When a droplet of blood from a patient is mixed with the modified viruses, any antibodies they have latch on to human virus proteins they recognise as invaders. The scientists then pull out the antibodies and identify the human viruses from the protein fragments they have stuck to.

“It’s the first time we’ve been able to look in a completely unbiased manner at what viruses are infecting people, and we can do it for all known viruses,” said Elledge. The test picks up the antibodies a person produces from vaccinations, but these can be discarded from the test results. Details are reported in the journal Science.

In a demonstration of the technology, the team analysed blood from 569 people in the US, South Africa, Thailand and Peru. The test found that, on average, people had been infected with 10 species of viruses, though at least two people in the trial had histories of 84 infections from different kinds of viruses.

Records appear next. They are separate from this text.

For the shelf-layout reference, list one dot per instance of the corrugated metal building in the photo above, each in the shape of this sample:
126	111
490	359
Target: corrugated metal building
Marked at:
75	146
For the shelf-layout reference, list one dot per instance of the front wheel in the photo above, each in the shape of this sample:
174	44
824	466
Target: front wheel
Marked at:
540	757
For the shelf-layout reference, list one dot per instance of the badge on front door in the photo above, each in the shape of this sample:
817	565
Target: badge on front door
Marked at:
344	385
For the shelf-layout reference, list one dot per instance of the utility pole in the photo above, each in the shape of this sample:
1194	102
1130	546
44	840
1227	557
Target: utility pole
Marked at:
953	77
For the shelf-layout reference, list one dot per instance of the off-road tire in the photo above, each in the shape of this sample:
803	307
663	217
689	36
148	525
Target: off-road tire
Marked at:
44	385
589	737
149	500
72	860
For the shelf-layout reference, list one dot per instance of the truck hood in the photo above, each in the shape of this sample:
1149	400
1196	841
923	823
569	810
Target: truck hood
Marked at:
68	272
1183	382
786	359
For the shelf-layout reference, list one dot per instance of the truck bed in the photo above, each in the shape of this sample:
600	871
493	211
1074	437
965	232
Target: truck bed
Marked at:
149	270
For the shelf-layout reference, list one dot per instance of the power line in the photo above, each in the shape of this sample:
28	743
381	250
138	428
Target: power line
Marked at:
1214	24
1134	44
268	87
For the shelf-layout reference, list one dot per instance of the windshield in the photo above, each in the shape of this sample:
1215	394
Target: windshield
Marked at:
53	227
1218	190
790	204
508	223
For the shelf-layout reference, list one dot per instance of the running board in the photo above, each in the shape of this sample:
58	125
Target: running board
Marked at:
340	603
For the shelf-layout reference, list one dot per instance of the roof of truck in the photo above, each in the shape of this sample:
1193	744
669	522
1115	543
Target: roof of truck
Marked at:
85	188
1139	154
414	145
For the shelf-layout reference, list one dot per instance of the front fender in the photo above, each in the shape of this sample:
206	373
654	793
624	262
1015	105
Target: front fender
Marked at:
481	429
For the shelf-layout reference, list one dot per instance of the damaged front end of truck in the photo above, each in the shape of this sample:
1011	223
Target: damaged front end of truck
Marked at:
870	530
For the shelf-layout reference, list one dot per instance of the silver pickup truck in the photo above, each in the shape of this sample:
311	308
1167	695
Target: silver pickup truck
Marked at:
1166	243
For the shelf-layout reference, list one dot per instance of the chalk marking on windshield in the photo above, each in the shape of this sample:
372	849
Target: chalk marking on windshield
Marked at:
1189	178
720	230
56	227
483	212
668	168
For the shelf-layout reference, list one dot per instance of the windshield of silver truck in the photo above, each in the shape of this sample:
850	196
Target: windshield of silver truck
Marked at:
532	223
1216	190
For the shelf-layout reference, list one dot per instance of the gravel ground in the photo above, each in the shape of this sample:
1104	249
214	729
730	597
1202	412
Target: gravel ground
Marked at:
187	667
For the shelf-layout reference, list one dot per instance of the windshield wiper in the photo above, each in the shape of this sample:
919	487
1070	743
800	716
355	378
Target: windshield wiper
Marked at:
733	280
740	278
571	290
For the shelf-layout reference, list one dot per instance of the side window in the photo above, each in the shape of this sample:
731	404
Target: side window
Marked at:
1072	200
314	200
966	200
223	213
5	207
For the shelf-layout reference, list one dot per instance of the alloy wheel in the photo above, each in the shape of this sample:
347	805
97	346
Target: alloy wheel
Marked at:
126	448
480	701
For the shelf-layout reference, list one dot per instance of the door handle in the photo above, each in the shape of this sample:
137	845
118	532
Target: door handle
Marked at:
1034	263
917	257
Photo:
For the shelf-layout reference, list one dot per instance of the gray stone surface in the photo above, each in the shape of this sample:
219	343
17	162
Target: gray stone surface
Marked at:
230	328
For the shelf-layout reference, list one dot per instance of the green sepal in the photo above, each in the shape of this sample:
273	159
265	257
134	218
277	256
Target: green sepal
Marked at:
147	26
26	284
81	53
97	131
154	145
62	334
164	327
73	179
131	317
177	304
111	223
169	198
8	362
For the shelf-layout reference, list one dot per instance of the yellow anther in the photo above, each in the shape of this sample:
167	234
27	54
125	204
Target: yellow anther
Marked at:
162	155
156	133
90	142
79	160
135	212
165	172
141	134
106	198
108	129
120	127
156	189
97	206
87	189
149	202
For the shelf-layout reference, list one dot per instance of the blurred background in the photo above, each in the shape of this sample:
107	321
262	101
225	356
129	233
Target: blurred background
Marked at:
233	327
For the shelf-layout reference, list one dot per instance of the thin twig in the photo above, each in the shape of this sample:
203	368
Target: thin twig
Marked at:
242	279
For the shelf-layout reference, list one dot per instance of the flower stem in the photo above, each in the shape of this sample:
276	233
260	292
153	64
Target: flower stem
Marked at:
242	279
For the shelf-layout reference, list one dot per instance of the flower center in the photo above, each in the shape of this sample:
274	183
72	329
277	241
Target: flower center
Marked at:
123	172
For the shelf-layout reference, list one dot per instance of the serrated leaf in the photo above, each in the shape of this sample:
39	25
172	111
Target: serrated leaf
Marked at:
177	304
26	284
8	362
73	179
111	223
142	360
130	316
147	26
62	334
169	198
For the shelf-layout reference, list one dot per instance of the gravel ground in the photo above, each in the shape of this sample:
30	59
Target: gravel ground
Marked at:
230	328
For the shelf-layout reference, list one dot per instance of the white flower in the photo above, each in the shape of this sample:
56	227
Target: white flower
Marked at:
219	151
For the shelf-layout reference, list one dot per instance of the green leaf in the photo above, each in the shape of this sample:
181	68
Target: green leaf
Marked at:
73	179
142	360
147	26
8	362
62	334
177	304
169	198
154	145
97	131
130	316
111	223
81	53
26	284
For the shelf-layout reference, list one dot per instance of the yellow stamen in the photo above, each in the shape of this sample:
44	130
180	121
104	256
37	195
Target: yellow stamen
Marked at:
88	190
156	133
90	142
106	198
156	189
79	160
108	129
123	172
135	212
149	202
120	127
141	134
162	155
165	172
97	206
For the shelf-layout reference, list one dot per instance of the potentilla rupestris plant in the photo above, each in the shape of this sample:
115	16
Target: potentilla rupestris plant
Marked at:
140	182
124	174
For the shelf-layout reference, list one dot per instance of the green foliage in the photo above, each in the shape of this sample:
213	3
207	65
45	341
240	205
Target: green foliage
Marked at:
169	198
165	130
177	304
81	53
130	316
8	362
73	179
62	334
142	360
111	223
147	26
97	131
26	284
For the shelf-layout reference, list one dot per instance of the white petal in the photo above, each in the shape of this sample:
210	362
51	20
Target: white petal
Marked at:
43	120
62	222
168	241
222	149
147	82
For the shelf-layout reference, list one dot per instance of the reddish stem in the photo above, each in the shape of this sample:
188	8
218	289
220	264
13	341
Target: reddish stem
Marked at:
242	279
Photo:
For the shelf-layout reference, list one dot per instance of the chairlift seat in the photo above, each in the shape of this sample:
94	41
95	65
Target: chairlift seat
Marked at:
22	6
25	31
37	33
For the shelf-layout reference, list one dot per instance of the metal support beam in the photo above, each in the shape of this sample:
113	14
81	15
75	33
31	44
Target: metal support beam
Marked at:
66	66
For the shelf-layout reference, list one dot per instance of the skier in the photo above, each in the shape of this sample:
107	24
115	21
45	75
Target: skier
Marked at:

The most common infections were herpes viruses, which cause cold sores, enteroviruses that upset stomaches, influenza, and rhinoviruses that trigger common colds. Those in the US had experienced fewer infections than those in the other countries, and as expected, older people had richer viral histories than youngsters.

The test could bring about major benefits for organ transplant patients. One problem that can follow transplant surgery is the unexpected reawakening of viruses that have lurked inactive in the patient or donor for years. These viruses can return in force when the patient’s immune system is suppressed with drugs to prevent them rejecting the organ. Standard tests often fail to pick up latent viruses before surgery, but the VirScan procedure could reveal their presence and alert doctors and patients to the danger.

“This could be very valuable,” said Iwijn De Vlaminck, a biomedical engineer at Cornell University in New York, who was not involved in the study. “What this allows you to do is look into the past and measure a person’s exposure to previous infections. That has important advantages, because you can detect these infections that go to latency. You could screen blood from patients and organ donors in this very broad manner and predict potential future issues with viral reactivation.”

Scientists believe the test will also cast light on how certain viral infections can predispose people to seemingly unrelated diseases later in life. Some infections can cause permanent damage to body tissues, or alter the immune system, in ways that leave people more at risk of medical problems when they are older. For example, infection with Epstein-Barr virus can raise the risk of cancer. But how other viruses affect long term health is far murkier. “That kind of analysis is something this really makes possible,” said Elledge.